Following its October user conference, Comsol has updated its Comsol Multiphysics package to 5.2 that, as in the previous version, includes an application builder that allows engineers to build apps based on their Comsol models.
With the Multiphysics software, users can solve for mechanical, electrical, fluid, and chemical problems alone or solve for more than one of those problems together. An engineer could, for example, couple fluid flow with heat-transfer and with other forces that act on the model.
Once solved, they can packaging their models into an accessible interface via an app that allows engineers and simulation specialists to share the models with those in the design, manufacturing, and sales departments. The application builder provides the tools to turn a model into an app that can be run by anyone.
For those who seek a quick and easy way to turn models into accessible apps, version 5.2 includes more than 50 new and updated example apps published to the Application Library that they can use as templates and examples. This version also saves applications, should the server connection be lost before a user completes app creation.
Also new is the capability to save memory and computing power by caching parts of a solution when engineers and specialists run studies for which they need visualization and results for only part of the solution.
For an example of how the software can be used, look to Cypress Semiconductor, of San Jose, Calif., which makes a variety of semiconductors. Engineers there have been using Comsol Multiphysics simulations to improve their designs for a variety of operating conditions and uses, according to Peter Vavaroutsos, a member of the Cypress technical staff.
They’ve created electrostatic models to understand the performance of the tin-doped indium-oxide (ITO) pattern, which is the transparent, conducting coating that contacts the semiconductor to draw current. They’ve also used the software to test design changes such as cover lens thicknesses, layer permitivities, and pattern parameters.

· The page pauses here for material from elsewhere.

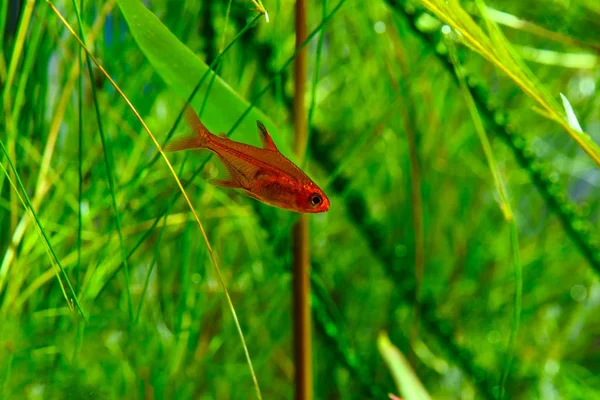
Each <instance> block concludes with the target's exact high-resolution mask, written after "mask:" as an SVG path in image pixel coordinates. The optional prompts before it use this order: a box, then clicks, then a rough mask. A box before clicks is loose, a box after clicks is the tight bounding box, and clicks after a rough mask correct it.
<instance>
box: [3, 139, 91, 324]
mask: <svg viewBox="0 0 600 400" xmlns="http://www.w3.org/2000/svg"><path fill="white" fill-rule="evenodd" d="M0 149H1V150H2V153H3V154H4V156H5V157H6V159H7V160H8V164H9V165H10V169H11V170H12V173H13V176H14V177H15V180H16V182H17V184H18V188H19V189H20V190H21V192H22V193H23V201H24V203H25V204H26V208H27V209H28V210H29V212H30V213H31V216H32V217H33V219H34V220H35V223H36V226H37V227H38V228H39V229H38V232H39V233H40V235H41V236H42V238H43V239H44V244H45V245H46V248H47V249H48V251H49V252H50V254H51V255H52V257H51V258H53V259H54V262H56V265H58V268H59V270H60V272H61V273H62V275H63V277H64V279H65V282H66V283H67V286H68V288H69V291H70V294H71V295H72V296H73V297H72V298H71V299H70V300H71V301H69V299H68V298H67V293H66V292H65V290H64V287H63V283H62V281H61V279H60V276H58V280H59V283H60V286H61V288H62V290H63V293H64V295H65V299H66V300H67V305H68V306H69V308H71V307H72V304H71V302H73V303H74V305H75V308H77V310H78V311H79V313H80V314H81V317H82V318H83V319H84V320H85V314H84V313H83V310H82V308H81V305H80V304H79V300H78V299H77V295H76V294H75V290H74V289H73V286H72V285H71V281H70V280H69V277H68V276H67V273H66V271H65V269H64V268H63V266H62V264H61V262H60V259H59V258H58V256H57V255H56V252H55V251H54V248H53V247H52V244H51V243H50V239H49V238H48V235H47V234H46V231H45V230H44V227H43V226H42V223H41V222H40V220H39V218H38V216H37V213H36V212H35V210H34V208H33V205H32V204H31V201H30V200H29V196H28V195H27V190H26V189H25V186H23V182H21V178H20V177H19V174H18V173H17V169H16V168H15V165H14V163H13V161H12V160H11V158H10V156H9V154H8V151H7V150H6V147H5V146H4V143H2V140H0ZM2 169H3V170H4V166H2ZM4 172H5V175H6V177H7V178H8V180H9V181H10V180H11V178H10V175H9V174H8V171H6V170H4ZM16 189H17V188H16V187H15V197H17V198H19V197H20V196H19V193H18V192H16ZM54 262H53V264H54ZM57 275H58V274H57Z"/></svg>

The tests allowed them to optimize device performance, Vavaroutsos added.
Cypress engineers also created applications based on their models so that colleagues, such as sales and support engineers, can investigate customized designs requested by customers and to test and verify design ideas, he said.
In an example of another use, engineers at Sogin S.p.A. of Italy simulated how to best safely store nuclear waste in light of the decommissioning of nuclear sites in Italy, according to Gianluca Barbella, a structural engineer at Sogin. The company is a charged with the environmental remediation of Italian nuclear sites.
Nuclear waste can be stored temporarily in steel drums encased in concrete, but environmental factors must be carefully controlled to prevent steel corrosion, Barbella said.
After determining that industrial isothermal dehumidifiers were the best low-cost, small, and mobile solution for maintaining storage conditions, Sogin engineers used Comsol to model air flow in a storage area as well as heat and moisture transfer in the room’s atmosphere.
Based on the results, they were able to determine the optimum layout for the dehumidifying units and reduce the number of units needed as well as the risk of corrosion.
Those are just two of the many uses for the simulation, visualization, and modeling system that speeds the solving of more than one physical effect at a time.